The spectral width B_D of S_C(ρ) is called Doppler spread or Doppler bandwidth.

Due to the Fourier transform relationship between A_C(Δt) and S_C(ρ), the Doppler spread B_D is inversely proportional to coherence time T_c.

Fast vs. slow fading

Comparison between the speed of variation of the channel (measured by T_c or B_D) and the speed of variation of the signal (measured by 1/B_u):

T_c << 1/B_u -> the channel exhibits strong variations during the typical time of variation of the signal -> fast fading
T_c >> 1/B_u -> the channel is roughly constant during the characteristic time of variation of the signal -> slow fading

In terrestrial communications, fast fading occurs only for very low-data rate transmissions.

Fading types: time domain

Fading types: frequency domain

Relations with the scattering function

To complete the mathematical framework, note that the statistical scattering function S_c(τ,ρ) is the 2-D Fourier transform of the time-frequency autocorrelation A_C(Δf; Δt):

$S_c(\tau,\rho) = \int_{-\infty}^{+\infty} \int_{-\infty}^{+\infty}A_C(\Delta f,\Delta t) \, e^{-j 2 \pi \rho \Delta t} \, e^{-j 2 \pi \tau \Delta f} \, d\Delta t \, d\Delta f$

The many functions introduced for channel characterization and their relationships are pictorially represented in the following slide.

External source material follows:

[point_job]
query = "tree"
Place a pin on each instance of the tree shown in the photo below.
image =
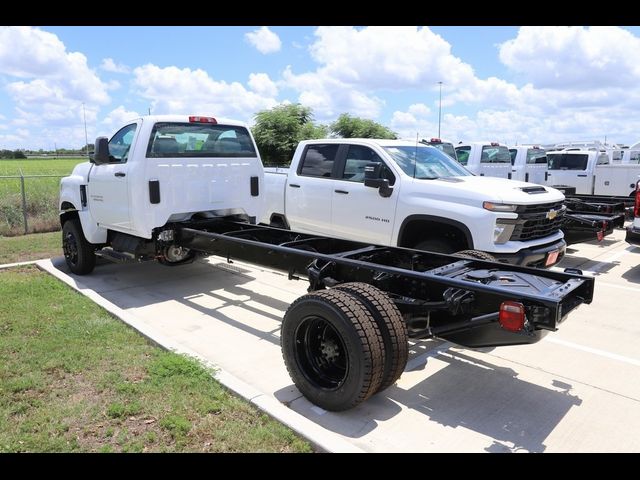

The WSSUS model at one glance

Discrete channel model

Discrete multipath channels are often described as tapped-delay line models with N paths, time-varying gains and constant delays:
$c(\tau,t)=\sum_{n=1}^{N} a_n(t)\,\delta(\tau-\tau_n)$

>τ_n delay of the n-th path
a_n(t) = α_n(t) exp[-jφ_n(t)] WSS Gaussian complex random process (zero-mean if NLOS) with autocorrelation r_n(τ) and PSD S_n(f)
E[|a_n(t)|²] average power of the nth path

Discrete channel model (cont’d)

The characteristic functions of the WSSUS model for the tapped-delay channel can be calculated with fairly simple math:

$A_c(\tau,\Delta t) = \sum_{n=1}^{N} r_n(\Delta t) \, \delta(\tau-\tau_n)\hspace{1,5cm}\text{space time correlation}$

$A_c(\tau) = \sum_{n=1}^{N} \mbox{E}[ |a_n(t)|^2] \, \delta(\tau-\tau_n)\hspace{1,5cm}\text{power delay profile}$

$S_C(\rho) = \sum_{n=1}^{N} S_n(\rho)\hspace{3,5cm}\text{Doppler spectrum}$

$S_c(\tau,\rho) = \sum_{n=1}^{N} S_n(\rho) \, \delta(\tau-\tau_n)\hspace{1,5cm}\text{scattering function}$

Discrete channel model (cont’d)

$A_c(\tau) = \sum_{n=1}^{N} \mbox{E}[ |a_n(t)|^2] \, \delta(\tau-\tau_n)$

In particular, the power delay profile has a very simple graphical interpretation: see figure.

ITU-R channel models

Indoor office channel

ITU-R channel models (cont’d)

Outdoor to indoor and pedestrian channel

ITU-R channel models (cont’d)

Vehicular channel

Conclusions

The impulse response of the wideband multipath channel is modeled as a 2-D Gaussian random process c(τ,t).
The WSSUS assumption allows ua to simplify the statistical description of c(τ,t).
The frequency selectivity/time dispersion of the channel is measured by the delay spread or by the coherence bandwidth.
The time variability/frequency dispersion of the channel is measured by the coherence time or by the Doppler spread.
Four fading models are possible depending on the signal bandwidth (fast/slow, flat/frequency-selective).